European crime agency Eurojust recorded a 16 per cent increase in terrorism cases over the past year.
In its latest report, the agency said it had dealt with 94 new requests for help in terrorism-related cases from EU member states.
It organised 24 meetings and co-ordinated 222 ongoing cases related to counterterrorism last year.
In one case, its work with security services in Belgium and Hungary resulted in the arrest of an ISIS extremist who was charged with several murders.
Cases concern ongoing investigations and prosecutions regarding terrorist attacks that had either been committed or were planned. The agency also provided assistance to authorities in investigating people supporting terrorist groups, people producing terrorist propaganda and the instigation of others to commit terrorist acts, leading in one case to the arrest in Spain of an extremist suspected of being one of the "core disseminators" of ISIS terrorist propaganda online.
The agency has worked on almost 8,000 crime cases and has frozen £1.7 billion in criminal assets.
Some of the cases involved the targeting of foreign terrorist fighters travelling to a conflict zone to join the ranks of a terrorist group or to undergo terrorist training.

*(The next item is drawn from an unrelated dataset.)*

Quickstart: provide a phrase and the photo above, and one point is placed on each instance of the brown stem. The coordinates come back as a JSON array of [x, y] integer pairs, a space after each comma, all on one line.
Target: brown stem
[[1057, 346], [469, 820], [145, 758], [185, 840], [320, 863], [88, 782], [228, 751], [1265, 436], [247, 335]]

Others focused on terrorist networks and cells involved in the recruitment, financing and facilitation of the travel or return of fighters.
In some counterterrorism investigations, terrorist activities were committed in combination with other offences, such as human trafficking, migrant smuggling and drugs and arms trade.
"These crimes were often connected to money laundering or tax offences, with possible links to the financing of terrorism, and with computer crime and the forgery of official documents," the report said.
"International judicial co-operation was also successfully used to support victims of terrorist attacks and to safeguard and guarantee their rights."
In 2019, Eurojust launched the European Judicial Counter-Terrorism Register, which aims to provide support in identifying potential links between judicial proceedings and build stronger judicial responses to terrorism.